Kesenduan yang berlarat-larat itu berbuah prestasi yang terukur dari penjualan album yang mencapai ratusan ribu kopi. Masih di jalur serupa, Kristina justru mendulang keuntungan setelah ”Jatuh-Bangun”.
Kini, lagu-lagu dangdut bertema cinta, tak melulu menjadikan penyanyinya harus pura-pura merana. Tak perlu jadi orang termiskin di dunia atau pun jatuh bangun, untuk mendapatkan dukungan dari ratusan ribu atau bahkan jutaan penggemar. Setidaknya, hal itu disadari betul oleh Raja Dangdut Rhoma Irama saat mengantar putranya Ridho Rhoma untuk ikut terjun ke belantara dangdut.
Ya, muda, stilis, energetik, dan dilingkupi aura kebintangan, barangkali itulah keberuntungan Ridho Rhoma.
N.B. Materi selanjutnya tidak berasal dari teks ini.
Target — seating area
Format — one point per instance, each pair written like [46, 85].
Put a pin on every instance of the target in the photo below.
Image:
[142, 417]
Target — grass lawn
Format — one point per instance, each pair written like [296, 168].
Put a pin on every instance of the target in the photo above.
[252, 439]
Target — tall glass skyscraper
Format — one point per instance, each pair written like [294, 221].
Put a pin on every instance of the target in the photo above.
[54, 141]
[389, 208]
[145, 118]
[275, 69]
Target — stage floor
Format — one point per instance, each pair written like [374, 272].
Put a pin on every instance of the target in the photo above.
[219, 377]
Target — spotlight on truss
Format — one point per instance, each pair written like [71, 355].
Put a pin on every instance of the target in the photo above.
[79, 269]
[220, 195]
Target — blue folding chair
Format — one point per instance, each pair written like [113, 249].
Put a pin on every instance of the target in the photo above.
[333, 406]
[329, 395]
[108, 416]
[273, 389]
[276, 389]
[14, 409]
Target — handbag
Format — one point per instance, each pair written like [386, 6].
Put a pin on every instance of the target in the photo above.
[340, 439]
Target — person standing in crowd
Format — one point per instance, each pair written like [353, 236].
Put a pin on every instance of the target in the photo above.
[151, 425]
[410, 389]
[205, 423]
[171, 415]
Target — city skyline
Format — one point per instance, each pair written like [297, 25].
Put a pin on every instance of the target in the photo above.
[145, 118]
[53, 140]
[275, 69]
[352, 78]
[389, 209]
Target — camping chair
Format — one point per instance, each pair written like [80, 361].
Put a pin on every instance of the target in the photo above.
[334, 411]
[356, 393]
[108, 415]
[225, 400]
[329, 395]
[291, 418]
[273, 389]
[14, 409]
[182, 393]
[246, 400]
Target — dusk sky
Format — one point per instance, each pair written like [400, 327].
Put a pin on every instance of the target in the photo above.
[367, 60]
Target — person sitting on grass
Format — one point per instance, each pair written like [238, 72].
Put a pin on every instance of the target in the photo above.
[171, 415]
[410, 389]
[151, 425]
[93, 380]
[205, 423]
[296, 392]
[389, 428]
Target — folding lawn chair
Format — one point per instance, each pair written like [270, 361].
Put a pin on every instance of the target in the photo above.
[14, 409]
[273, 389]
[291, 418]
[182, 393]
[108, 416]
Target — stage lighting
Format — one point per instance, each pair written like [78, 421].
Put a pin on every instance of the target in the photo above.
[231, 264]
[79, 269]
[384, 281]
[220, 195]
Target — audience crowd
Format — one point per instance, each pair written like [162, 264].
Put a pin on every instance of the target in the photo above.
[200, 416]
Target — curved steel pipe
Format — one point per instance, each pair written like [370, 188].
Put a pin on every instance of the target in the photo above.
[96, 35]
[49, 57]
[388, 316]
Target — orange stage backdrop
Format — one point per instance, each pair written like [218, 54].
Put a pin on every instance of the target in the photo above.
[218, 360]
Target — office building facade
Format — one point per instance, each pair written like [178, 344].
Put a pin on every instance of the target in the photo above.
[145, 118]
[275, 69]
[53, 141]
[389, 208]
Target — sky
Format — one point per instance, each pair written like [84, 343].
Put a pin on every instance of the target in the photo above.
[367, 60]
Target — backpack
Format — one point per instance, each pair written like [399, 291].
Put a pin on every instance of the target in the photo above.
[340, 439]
Tak perlu menunggu lama, kaum muda segera saja terpesona. Tangga lagu yang didominasi band-band beraliran pop Melayu, perlahan mulai tersentuh geliat musik dangdut yang berkawin dengan racikan sweet rock. Meski muncul dengan lagu yang lagi-lagi penuh kesenduan, Rhido Rhoma bersama Sonet 2 Band memunculkan kegenitan tersendiri.
Buktinya, di tahun pertama kemunculannya, ia telah menggaet penghargaan Album Pendatang Baru Solo Favorití yang diadakan oleh sebuah stasiun televisi swasta di awal 2010. Kini, pedangdut yang dikabarkan menjalin hubungan istimewa dengan presenter Cathy Sharon ini tengah mempersiapkan diri untuk membawa musik dangdut ke pentas dunia. Pada pengujung Juli 2011 mendatang, Ridho dijadwalkan akan tampil di Los Angeles Staples Center dan San Fransisco, Amerika Serikat.
Bukan Kali Pertama
Sebenarnya, bukan kali pertama musik asli Indonesia ini dibawa berkelana ke negeri-negeri asing. Sejak revolusi musik dangdut pada medio 1970-an, musik dangdut ditampilkan di pusat-pusat kebudayaan 75 negara. Tak hanya itu, pada tahun 2009, sempat digelar audisi ”Dangdut in America”. Sang pemenang Arreal Tlighman akhirnya meluncurkan album dangdut yang dipasarkan di Amerika Serikat dan Indonesia. Album bertajuk Dangdut in America milik pria asal Marryland itu mendapatkan sambutan positif dari publik negeri Paman Sam dan mendapat pujian dari Rhoma Irama.
Amerika bukanlah negeri yang alergi dengan dangdut. Pada tahun 1980-an, Profesor Andrew Weintraub PhD mulai melakukan pengkajian terhadap musik yang acap membius pendengarnya untuk bergoyang ini. Profesor musik dari Universitas Pittsburg, AS, itu bahkan memiliki grup band Dangdut Cowboys yang bahkan membawanya berkeliling ke Kanada, Amerika, dan sejumlah negara di Eropa. Menurut pria yang hapal sebagian besar lagu milik Rhoma Irama ini, dangdut adalah musik Indonesia yang unik, kendati terpengaruh oleh unsur India, Melayu, Arab, hingga Barat.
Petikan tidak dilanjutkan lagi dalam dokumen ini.